As Kate mentioned regarding vampires, it may be that a need for mourning has become “culturally irrelevant” these days. Along those lines, I was actually thinking of W. G. Sebald’s essay “Campo Santo,” which discusses mourning practices in Corsica: “The doors and shutters of the house afflicted by misfortune were closed, and sometimes the whole façade was painted black. The corpse, washed and freshly dressed, or in the not uncommon case of a violent death left in its bloodstained condition, was laid out in the parlor, which was usually less a room intended for the use of the living than the domain of dead members of the family, who were known was the antichi or antinati. This was where, after the introduction of photography, which in essence, after all, is nothing but a way of making ghostly apparitions materialize by means of a very dubious magical art, the living hung pictures of their parents, grandparents, and relations either close or more distant, who although or even because they were no longer alive were regarded as the true heads of the family.” In cataloging these archaic rituals of mourning, Sebald subtly links that work to photography, suggesting that the photograph has replaced the corpse in our lives, and the act of looking at photographs (or being looked at by them) has replaced the act of mourning. He thus concludes his essay with a paraphrase of Pierre Bertraux: “To remember, to retain and to preserve, Pierre Betraux wrote of the mutation of mankind even thirty years ago, was vitally important only when population density was low, we manufactured few items, and nothing but space was present in abundance. You could not do without anyone then, even after death. In the urban societies of the late twentieth century, on the other hand, where everyone is instantly replaceable and is really superfluous from birth, we have to keep throwing ballast overboard, forgetting everything that we might otherwise remember: youth, childhood, our origins, our forebears and ancestors.”

So, then, perhaps we don’t need mourning in the way we once did, but in this regard Jonathan Shay’s “Achilles in Vietnam” becomes vitally interesting: in it Shay (a psychiatrist who works with vets and PTSD) argues that the major components of PTSD come from a lack of ritual that was once associated with war. Turning to “The Iliad” he traces the way in which soldiers were openly mourned by their comrades (for example, Achilles’ funeral games for Patroclus), and suggests that modern military training has suppressed this need for mourning into a “berserker rage,” such that when one’s comrades are killed, one is encouraged not to weep or mourn for them but to turn on the enemy that much more savagely, substituting bloody revenge for a loss. Shay calls for a recognition of the importance of mourning and the need to incorporate it into the military as a means of healing psychological wounds among those subjected to combat.

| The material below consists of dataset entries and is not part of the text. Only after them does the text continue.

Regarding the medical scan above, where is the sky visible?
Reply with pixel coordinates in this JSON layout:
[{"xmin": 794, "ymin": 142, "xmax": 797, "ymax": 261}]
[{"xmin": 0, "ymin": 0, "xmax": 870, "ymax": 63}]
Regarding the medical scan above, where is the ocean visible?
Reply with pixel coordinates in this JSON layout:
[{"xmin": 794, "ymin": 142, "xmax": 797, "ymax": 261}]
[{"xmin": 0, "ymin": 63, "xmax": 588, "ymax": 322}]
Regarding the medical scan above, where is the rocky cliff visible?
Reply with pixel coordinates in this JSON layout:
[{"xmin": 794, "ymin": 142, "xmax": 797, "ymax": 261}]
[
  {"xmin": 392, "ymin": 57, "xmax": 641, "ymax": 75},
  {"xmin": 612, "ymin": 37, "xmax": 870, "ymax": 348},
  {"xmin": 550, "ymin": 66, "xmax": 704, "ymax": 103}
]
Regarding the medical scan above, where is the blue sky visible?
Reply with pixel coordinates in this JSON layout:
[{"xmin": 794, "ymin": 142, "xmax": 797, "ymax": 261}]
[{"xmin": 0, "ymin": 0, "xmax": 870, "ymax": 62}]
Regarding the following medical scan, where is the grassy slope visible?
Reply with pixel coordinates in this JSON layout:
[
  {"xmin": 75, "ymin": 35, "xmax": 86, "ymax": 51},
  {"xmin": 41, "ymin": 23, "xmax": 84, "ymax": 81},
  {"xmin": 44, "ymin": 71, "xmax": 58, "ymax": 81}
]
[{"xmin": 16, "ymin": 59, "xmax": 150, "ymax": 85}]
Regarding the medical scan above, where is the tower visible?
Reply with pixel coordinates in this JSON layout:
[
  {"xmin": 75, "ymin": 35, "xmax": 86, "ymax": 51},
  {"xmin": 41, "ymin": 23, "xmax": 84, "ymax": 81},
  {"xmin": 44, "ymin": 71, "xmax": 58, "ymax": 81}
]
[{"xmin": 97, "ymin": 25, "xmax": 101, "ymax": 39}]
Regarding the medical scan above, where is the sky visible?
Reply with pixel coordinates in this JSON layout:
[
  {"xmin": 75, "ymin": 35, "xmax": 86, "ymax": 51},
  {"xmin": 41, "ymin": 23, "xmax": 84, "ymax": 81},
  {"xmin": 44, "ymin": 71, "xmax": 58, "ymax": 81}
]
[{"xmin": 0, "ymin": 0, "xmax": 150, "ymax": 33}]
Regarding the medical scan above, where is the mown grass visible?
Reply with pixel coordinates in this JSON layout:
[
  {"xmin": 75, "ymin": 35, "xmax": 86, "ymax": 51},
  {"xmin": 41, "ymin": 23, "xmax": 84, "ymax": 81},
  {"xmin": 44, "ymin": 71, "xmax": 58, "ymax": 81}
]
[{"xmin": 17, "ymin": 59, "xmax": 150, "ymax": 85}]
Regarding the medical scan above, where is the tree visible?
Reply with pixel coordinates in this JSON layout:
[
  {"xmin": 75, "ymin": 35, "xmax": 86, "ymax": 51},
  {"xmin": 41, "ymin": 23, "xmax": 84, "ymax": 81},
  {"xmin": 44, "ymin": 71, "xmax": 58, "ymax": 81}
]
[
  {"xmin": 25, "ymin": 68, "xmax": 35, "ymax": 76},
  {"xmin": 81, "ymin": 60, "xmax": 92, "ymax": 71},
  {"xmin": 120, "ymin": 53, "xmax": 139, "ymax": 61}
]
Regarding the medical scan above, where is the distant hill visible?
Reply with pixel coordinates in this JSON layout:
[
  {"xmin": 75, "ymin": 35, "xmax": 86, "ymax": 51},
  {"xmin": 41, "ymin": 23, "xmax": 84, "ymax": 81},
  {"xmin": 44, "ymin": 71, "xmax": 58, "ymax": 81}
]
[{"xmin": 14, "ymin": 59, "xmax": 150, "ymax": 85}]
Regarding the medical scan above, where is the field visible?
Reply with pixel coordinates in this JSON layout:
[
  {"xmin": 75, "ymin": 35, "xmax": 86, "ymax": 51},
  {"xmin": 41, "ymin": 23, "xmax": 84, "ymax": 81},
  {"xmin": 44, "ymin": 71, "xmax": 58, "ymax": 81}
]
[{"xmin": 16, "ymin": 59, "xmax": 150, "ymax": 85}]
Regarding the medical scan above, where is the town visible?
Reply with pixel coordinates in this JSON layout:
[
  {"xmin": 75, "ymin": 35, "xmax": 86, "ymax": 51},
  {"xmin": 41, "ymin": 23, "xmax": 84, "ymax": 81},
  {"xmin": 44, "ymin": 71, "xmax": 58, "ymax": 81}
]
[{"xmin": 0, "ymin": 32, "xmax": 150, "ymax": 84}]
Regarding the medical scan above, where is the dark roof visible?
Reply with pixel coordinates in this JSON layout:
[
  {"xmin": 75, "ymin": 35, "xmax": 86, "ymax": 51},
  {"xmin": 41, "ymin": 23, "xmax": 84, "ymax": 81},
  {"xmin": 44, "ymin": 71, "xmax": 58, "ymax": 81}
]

Certainly of all those in our society that we fail to mourn the loss of, none is more acute than veterans, who are given treacly tributes and nonsensical platitudes by politicians and newscasters before being swept under the rug. And to continue on Sebald’s theme of linking mourning with photography, we as a culture were even (and most pointedly) denied the images of the returning dead—as if to say, there’s no corpse here whatsoever, you can have war without the dead body, without even its ghostly resonance in the photograph.

Joe Dante’s 2005 film “Homecoming” remains to me, in this light, one of the best ideas and biggest missed opportunities along this theme: in it the Iraq war dead come back to life as zombies and plague the United States. They don’t want to eat brains; they only want to vote. The movie too quickly devolves into cheap shots which, while cathartic (the Karl Rove stand-in having his head devoured by zombies is priceless), miss I think a larger anxiety about the way in which we as a culture produce dead bodies in search of abstract symbols, and what to do with those bodies once mourning has been foreclosed to us. It may be that they’re still coming back as vampires and zombies, and that we’ve come full circle once more.